Голос незнакомки был столь же приятен, как и она сама.

— Я так долго спала… было холодно… Иван заглянул в серые глубокие глаза — в них не было больше отчужденности. В них стояла тоска.

— Как вы сюда попали? Что они с вами сделали?! — заторопился Иван. Отвечайте, я прошу вас. Отвечайте, ведь дорог каждый миг! — Он словно вышел внезапно из шокового состояния, он вспомнил давешний ужас, истерзанные женские тела, хруст, чавканье, работу смертоносных окровавленных челюстей.

— Я не помню, — ответила женщина.

Иван смотрел на неё и не мог понять, сколько же ей лет — можно было дать одновременно и восемнадцать, и тридцать. Да, она была юна, и вместе с тем она была зрелой в своей женственной красоте. Он бросил это невольное занятие, при чем здесь возраст! Он запутался в том, сколько ему самому лет: то ли тридцать с гаком, то ли далеко за двести. Сейчас важно другое.

— Проведите меня туда, проведите!

— Куда? — переспросила женщина.

— В зал, — Иван почти кричал, — в мраморный, зал, где это поганое чудище пожирает…

— Не понимаю, я вас не понимаю. Они что-то говорили о воплощении, о новой жизни… я ничего не могу вспомнить.

— Кто они?!

— Зурги!
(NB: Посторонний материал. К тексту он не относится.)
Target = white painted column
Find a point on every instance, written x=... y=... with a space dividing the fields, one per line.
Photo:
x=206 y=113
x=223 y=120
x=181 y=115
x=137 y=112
Я вспомнила, их зовут зургами, — проговорила женщина, и глаза её наполнились страхом, — почему они отпустили меня? И кто вы?! Что вы тут делаете?! — Она будто очнулась от сна, отстранилась, прикрыла лицо рукой.

— Не надо бояться. Мы с вами оба попали в жуткую переделку! Но мы выкарабкаемся, не сомневайтесь! Меня зовут Иван. Ваше имя, ну же, почему вы не отвечаете? Да не бойтесь же меня!

— Я не помню.

— Не помните, как вас зовут?!

— Да, не помню?

Иван неожиданно громко, бесшабашно и весело рассмеялся. Остановившись, он хлопнул себя огромной ладонью но колену, покачал головой.

— Ну что же, мы оба ничего не помним — один диагноз! В одну психушку нам и дорога… Но всё! Хватит! Дело очень серьёзное. Попытайтесь коротко и ясно ответить на мои вопросы. Сейчас только от вас зависит и ваше будущее, и моё. Хорошо, договорились?

Она кивнула. И в глазах её впервые за всё время их знакомства вспыхнуло что-то более тёплое, нежели отчуждение, тоска и страх. Этот маленький огонек ещё нельзя было назвать доверием, признательностью, но это была уже надежда.

Иван сосредоточился и начал свой допрос — первым делом надо было выяснить главное.

— Где находились все остальные? Где они?!

— Я не знаю.

— Вас было много?

— Да.

— Где они теперь? Вспомните всё. Это надо вспомнить! Вы были со всеми вместе. Потом их повели.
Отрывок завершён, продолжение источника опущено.